The Paris government insists that Corsica will “remain a part of the Republic” and that it will “never accept that there are two categories of people in the Republic”, but President Macron’s initiative is nevertheless truly historic. He has inevitably come under fire from his political opponents for breaking this long-standing and traditionally French taboo. In particular, his three main presidential rivals from the right wing – the National Rally’s Marine Le Pen, the Republican’s Valérie Pécresse, and Éric Zemmour – have accused him of caving in to rioters, of undermining France’s ‘unitary state’ and of setting a dangerous example for Bretons, Basques and other citizens of France who would like their own regional differences to be given ‘special treatment’ too.

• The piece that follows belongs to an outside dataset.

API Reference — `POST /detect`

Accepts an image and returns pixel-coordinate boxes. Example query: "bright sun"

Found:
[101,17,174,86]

Macron could perhaps take some comfort from Spain, where an opinion poll undertaken by Catalonia’s regional government (which enjoys the kind of autonomy that Corsica will no doubt be seeking in negotiations with M Darmanin) revealed this week that a majority of Catalans now oppose full independence. Of those polled, 53% were against a complete break from Spain, while only 38.8% were in favour of it. Only a year ago, a similar poll reported that 48.7% were against independence and 44.9% supported it. Five years on from the illegal referendum and the failed declaration of independence, it looks as if the Catalan separatist movement has run out of steam. Pedro Sanchez, Spain’s Socialist prime minister, has done much to calm the situation and avoid confrontation (his minority government depends on support from Catalan nationalist parties) since he came to power in 2018. “The independence movement grows with confrontation” said Oriol Bartomeus, a professor of politics at a Barcelona university, quoted in The Times this week. “Sánchez’s strategy, with a much softer reaction, removes some of the independence movement’s arguments and weakens it.”
(Mr Sanchez nevertheless did find another “independence or autonomy” headache landing on his desk this week. Since Spain’s occupation of the Western Sahara collapsed in 1975 on the death of Franco, the region has been claimed by Morocco, in spite of the population’s struggle to establish an independent state for themselves. This week the Spanish government, which has always been neutral in spite of widespread support in Spain for the people of Western Sahara and their fight for independence from Morocco, backed a proposal by Morocco to grant Western Sahara a degree of autonomy. Morocco is opposed by its neighbour Algeria, which supports the cause of a separate and independent West Sahara and is now threatening to cut off gas supplies to Spain…)
Spain is one of the least centralised countries in Europe; granting a great deal of autonomy to its regions came with the country’s emergence as a modern democratic European nation almost fifty years ago, and was a liberal corrective to Franco’s ruthless suppression of regional challenges to Madrid’s authority and to its Castilian culture and language. France is the most centralised country in Europe; President Macron’s hint that he might be prepared to take a leaf out of Spain’s constitution is one more sign that he’s attempting to move his country in the right direction, and he is to be applauded for it.